In my opinion, historic cities (along with history) are wasted on our children. Sure, we (and they) have learned about the Boston Tea Party, the Old North Church, Boston’s Freedom Trail, Bunker Hill and Paul Revere in school, but it becomes much more meaningful when you visit these places as an adult. Not to mention, all those episodes of Cheers that have worn a “Boston groove” in my brain.
With this in mind, “ex-Marine” (husband, Steve) and I decided that a few days would be both educational and fun. And, my friend, Shelley who had recently moved to Boston could give us an insider’s view.
Planning was simple. Picked a weekend with a good e-fare, flew directly from Chicago to Logan Airport and searched out a semi-inexpensive hotel for the weekend. Doesn’t sound too difficult but it is not easy to find a “reasonably priced” hotel/motel in the center of Boston. You either have to rent a car or head out of the immediate City. Since we didn’t want to be bothered with a car, found a hotel in Brookline and took excellent public transportation back and forth.
First stop off the plane was to pick up an Official Subway Map from the Massachusetts Bay Transportation Authority. (We learned quickly that all Bostonians refer to anything with Massachusetts in it as “Mass” — as in Boston, Mass.) The subway is called the “T” and is a snap to get around on. The Transportation Authority has Visitor’s Passports for 1, 3 or 7 days of unlimited transportation on all MBTA local subway and bus services. Cheap and easy!
Headed for downtown Boston on the T, dropped our bags, visited the Boston Common Visitor’s Center on Tremont Street and loaded with information, brochures and maps, started out to walk The Freedom Trail.
The Freedom Trail is walked by approximately 2 million people each year. It was established in 1958 and links 16 historic sites between the Boston Common and Bunker Hill Monument in Charlestown. Connected by a red brick line, the Trail covers 2-1/2 miles. You walk past the Common, New State House, Park Street Church, Granary Burying Grounds, King’s Chapel, the first public school site, the Old Corner Bookstore, Old South Meeting House, Old State House, Boston Massacre Site and Faneuil Hall.

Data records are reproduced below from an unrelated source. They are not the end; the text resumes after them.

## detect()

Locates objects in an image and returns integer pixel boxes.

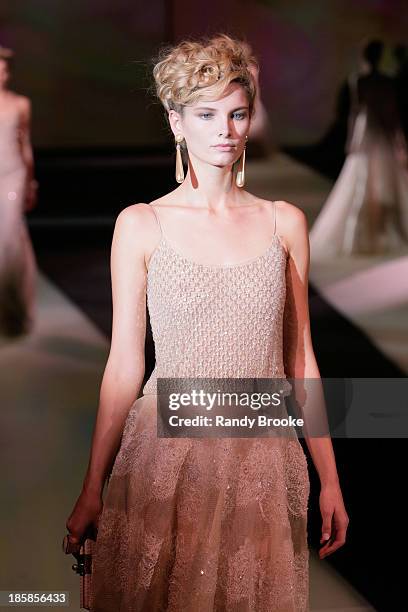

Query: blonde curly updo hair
[153,34,259,116]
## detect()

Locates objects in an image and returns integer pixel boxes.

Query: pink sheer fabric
[310,75,408,260]
[91,203,310,612]
[0,103,36,337]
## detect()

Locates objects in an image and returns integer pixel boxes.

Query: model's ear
[169,109,183,136]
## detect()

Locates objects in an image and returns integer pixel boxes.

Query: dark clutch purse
[62,535,96,610]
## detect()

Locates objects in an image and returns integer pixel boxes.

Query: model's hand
[319,485,349,559]
[66,489,103,552]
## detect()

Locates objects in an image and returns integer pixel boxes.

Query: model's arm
[66,205,150,543]
[278,202,348,556]
[84,206,146,493]
[19,96,37,209]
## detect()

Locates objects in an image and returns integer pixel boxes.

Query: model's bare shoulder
[275,200,309,253]
[114,202,160,269]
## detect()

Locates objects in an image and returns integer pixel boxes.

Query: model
[66,34,348,612]
[310,41,408,260]
[0,46,37,337]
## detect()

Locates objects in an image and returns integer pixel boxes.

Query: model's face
[0,59,10,89]
[169,83,250,166]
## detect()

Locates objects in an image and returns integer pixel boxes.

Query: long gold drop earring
[176,134,184,183]
[235,136,248,187]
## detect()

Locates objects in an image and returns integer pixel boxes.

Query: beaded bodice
[143,206,287,395]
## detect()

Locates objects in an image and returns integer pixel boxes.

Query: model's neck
[178,160,242,209]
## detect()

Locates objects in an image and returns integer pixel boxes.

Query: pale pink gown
[0,102,36,337]
[91,206,310,612]
[310,73,408,260]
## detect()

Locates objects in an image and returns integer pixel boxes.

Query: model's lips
[214,145,236,151]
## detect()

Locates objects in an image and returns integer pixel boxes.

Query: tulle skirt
[91,394,310,612]
[0,167,36,337]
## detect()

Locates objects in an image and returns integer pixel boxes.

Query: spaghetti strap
[273,201,276,235]
[149,204,164,237]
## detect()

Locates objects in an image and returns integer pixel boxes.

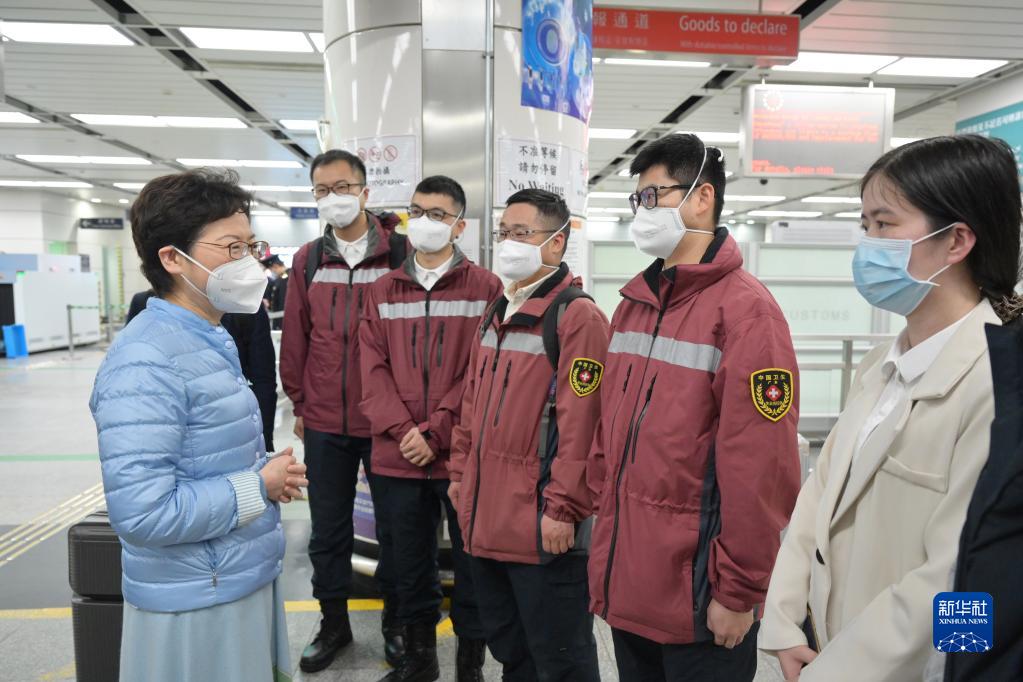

Most of the sites are open from 9 am-5 pm daily, and some charge a small admission fee.
The National Park Service also provides guided tours of the Trail, but we just did our own thing…moseying along…lingering at the places that really interested us…taking in the sights and people-watching…reading menus and eating at some of the restaurants…and just having a good time.
Our first lengthy stop was the Old Granary Burying Ground. The remains of Paul Revere, John Hancock, Samuel Adams, Ben Franklin’s parents and Mother Goose (of nursery rhyme) are all buried here. It was amazing to see the tombstones of these famous people and look for many others, hardly legible after all these years.